Changing variable class

Occasionally the class of variable defined in the /wiki/spaces/DSDEV/pages/12943489 may not be the format required for the DataSHIELD function. The examples below give a summary of potential function errors when the input variable is of the wrong class.

 Click here to read more....

Integer

If a variable is defined as an integer in valueType in the Variables tab and category levels are named in the Categories tab, when the table is read into R it will automatically assigned as a factor. Some DataSHIELD functions will not accept a factor, it will be necessary to coerce it to an appropriate class after the data has been read into R. More information on this can be found in Changing variable class for use in a DataSHIELD function.

Numeric

If a numeric variable contains anything other than digits, for example if it contains:

  • decimals
  • negative numbers
  • absolutely nothing at all (in csv files this means 2 consecutive commas)
  • NAs (commonly used to denote missing values)

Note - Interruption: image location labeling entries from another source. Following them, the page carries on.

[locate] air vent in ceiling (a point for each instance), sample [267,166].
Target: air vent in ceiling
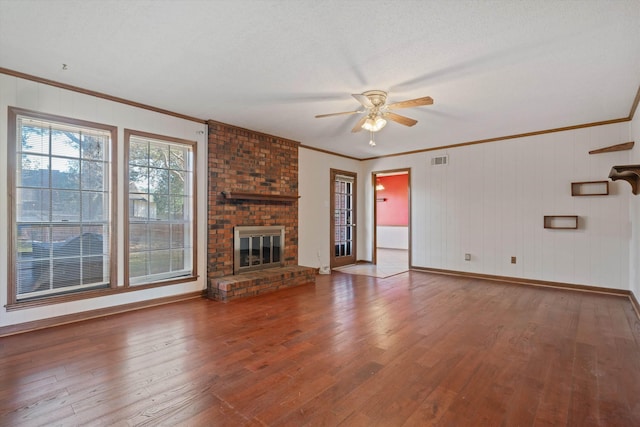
[440,160]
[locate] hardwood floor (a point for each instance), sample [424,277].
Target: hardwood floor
[415,349]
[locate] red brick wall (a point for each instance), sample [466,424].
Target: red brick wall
[251,162]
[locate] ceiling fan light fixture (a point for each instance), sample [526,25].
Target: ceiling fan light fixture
[374,124]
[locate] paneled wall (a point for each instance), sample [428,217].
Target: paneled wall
[53,100]
[490,200]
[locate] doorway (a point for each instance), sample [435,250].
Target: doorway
[344,213]
[392,219]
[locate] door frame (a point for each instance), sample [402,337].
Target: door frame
[332,177]
[374,175]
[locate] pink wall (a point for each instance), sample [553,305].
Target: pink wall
[395,210]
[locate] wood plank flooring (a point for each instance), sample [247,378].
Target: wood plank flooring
[415,349]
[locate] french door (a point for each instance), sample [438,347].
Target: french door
[343,221]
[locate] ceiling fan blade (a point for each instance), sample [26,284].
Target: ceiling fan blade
[319,116]
[358,126]
[427,100]
[363,99]
[400,119]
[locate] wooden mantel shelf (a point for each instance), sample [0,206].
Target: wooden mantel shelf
[259,196]
[629,173]
[617,147]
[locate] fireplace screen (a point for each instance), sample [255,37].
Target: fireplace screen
[256,248]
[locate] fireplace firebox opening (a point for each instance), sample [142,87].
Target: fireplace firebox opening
[257,248]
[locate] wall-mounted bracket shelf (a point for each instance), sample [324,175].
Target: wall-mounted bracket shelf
[566,222]
[590,188]
[629,173]
[234,195]
[617,147]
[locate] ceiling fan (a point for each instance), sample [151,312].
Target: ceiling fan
[377,110]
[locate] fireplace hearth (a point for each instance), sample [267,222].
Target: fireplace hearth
[257,248]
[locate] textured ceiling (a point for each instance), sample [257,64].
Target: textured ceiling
[494,68]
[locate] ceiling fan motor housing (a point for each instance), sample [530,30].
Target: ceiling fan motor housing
[377,97]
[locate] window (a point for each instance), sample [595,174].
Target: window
[61,210]
[161,206]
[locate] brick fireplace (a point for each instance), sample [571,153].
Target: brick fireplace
[253,181]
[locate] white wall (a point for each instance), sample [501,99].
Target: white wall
[490,200]
[634,214]
[392,237]
[48,99]
[314,206]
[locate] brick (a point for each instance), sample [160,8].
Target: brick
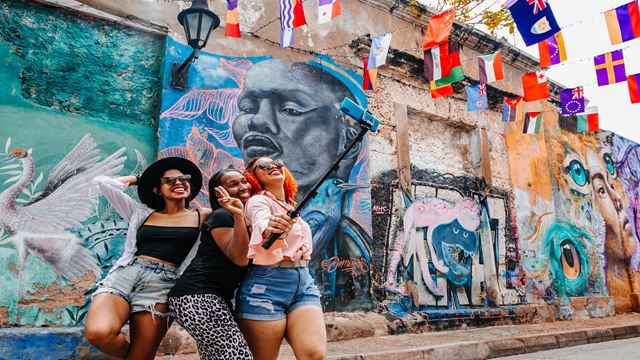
[599,335]
[572,338]
[539,342]
[505,347]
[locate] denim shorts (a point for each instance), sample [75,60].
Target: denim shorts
[142,283]
[270,293]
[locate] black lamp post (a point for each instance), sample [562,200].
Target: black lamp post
[198,22]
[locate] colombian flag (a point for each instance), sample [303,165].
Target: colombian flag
[368,76]
[623,23]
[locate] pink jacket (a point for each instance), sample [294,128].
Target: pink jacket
[296,246]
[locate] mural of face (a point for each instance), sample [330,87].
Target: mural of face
[455,246]
[291,114]
[620,243]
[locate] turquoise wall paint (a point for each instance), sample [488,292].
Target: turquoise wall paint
[65,76]
[83,65]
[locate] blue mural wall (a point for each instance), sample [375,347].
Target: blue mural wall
[237,108]
[79,98]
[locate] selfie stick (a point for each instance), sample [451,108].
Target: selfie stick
[367,123]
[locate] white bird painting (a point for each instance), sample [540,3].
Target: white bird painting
[41,226]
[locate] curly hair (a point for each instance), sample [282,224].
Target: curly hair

it will be converted into a character or logical variable when imported into R from Opal. If the DataSHIELD function requires a numeric variable, you will need to coerce the variable using the ds.asNumeric function. More information on this can be found in Changing variable class for use in a DataSHIELD function.

In the example below, the variable named cens - a censoring indicator for a survival model (1=died, 0=censored) - has been read into R. If you declare these as the names of the two levels of the variable in the categories tab of the /wiki/spaces/DSDEV/pages/12943489, it will then automatically be read in as a factor.

But if you want to use this variable as the outcome in a generalized linear model to analyse survival (e.g. a piecewise exponential regression model) it cannot be used as a factor - it has to be a numeric. It is possible to coerce variables into the class required for analysis. This is illustrated in the following example that coerces factor variables into numeric variables.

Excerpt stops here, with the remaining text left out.